“There’s one thing I’m minded to say, Harry. I’m afraid Jean mustn’t go to the factory any more—not till you’re married, that is.”
As both the girl and her lover exclaimed against the cruel decision, Dr. Maclean clinched the matter.
“Your aunt’s quite right,” he said firmly. “Grendon’s the greatest place for gossip in England.”
“We don’t mind gossip.”
Dr. Maclean looked gravely at the two fine-looking young people standing before him in the lamplight.
Harry Garlett had never looked his age, and now, to-night, he looked years younger than yesterday. As for Jean, not only her radiant face, but her supple, graceful figure seemed transfigured—she looked a lovely ageless nymph no sorrow or decay could touch.
“I fancy that even you would mind being spied on and sniggered at,” said the doctor dryly.
And so there began for those two who loved one another so dearly a strange period of mingled pain and bliss.
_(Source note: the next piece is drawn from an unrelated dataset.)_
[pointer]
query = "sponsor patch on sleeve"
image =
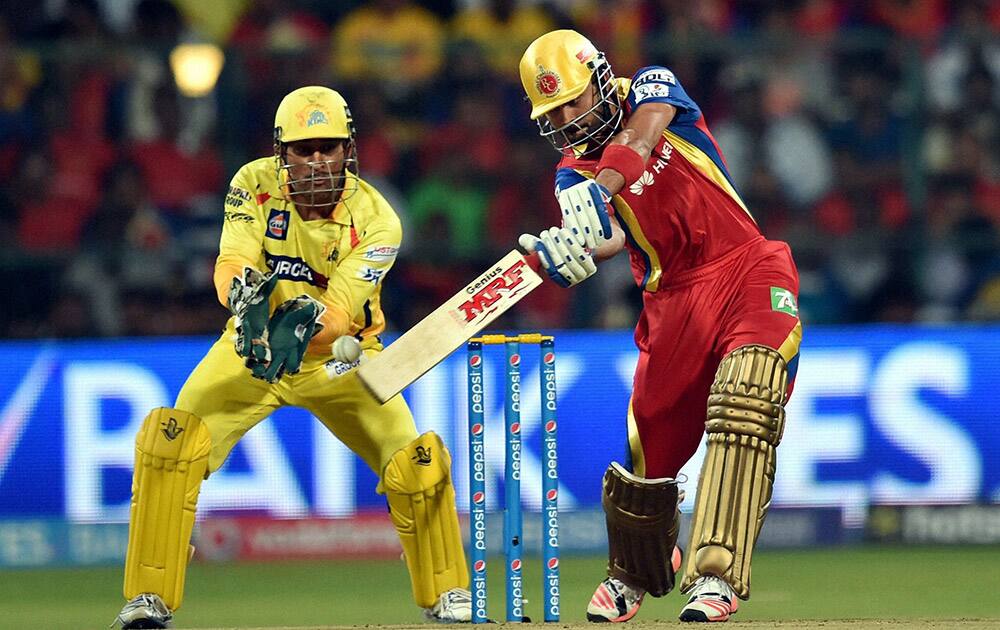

They hated to be apart, and yet they were not allowed to be together in what seemed to them both the only seemly, natural way—that in their joint everyday work.
Mrs. Maclean showed what even Jean considered an almost absurd fear of what even the people of Terriford might say. She did not like the lovers to stray outside the large garden and paddock of Bonnie Doon, and she ordained that “for the present” the engagement should remain private.
Small wonder that at the end of about ten days Miss Prince asked inquisitively: “Why has Jean left off going to the factory?”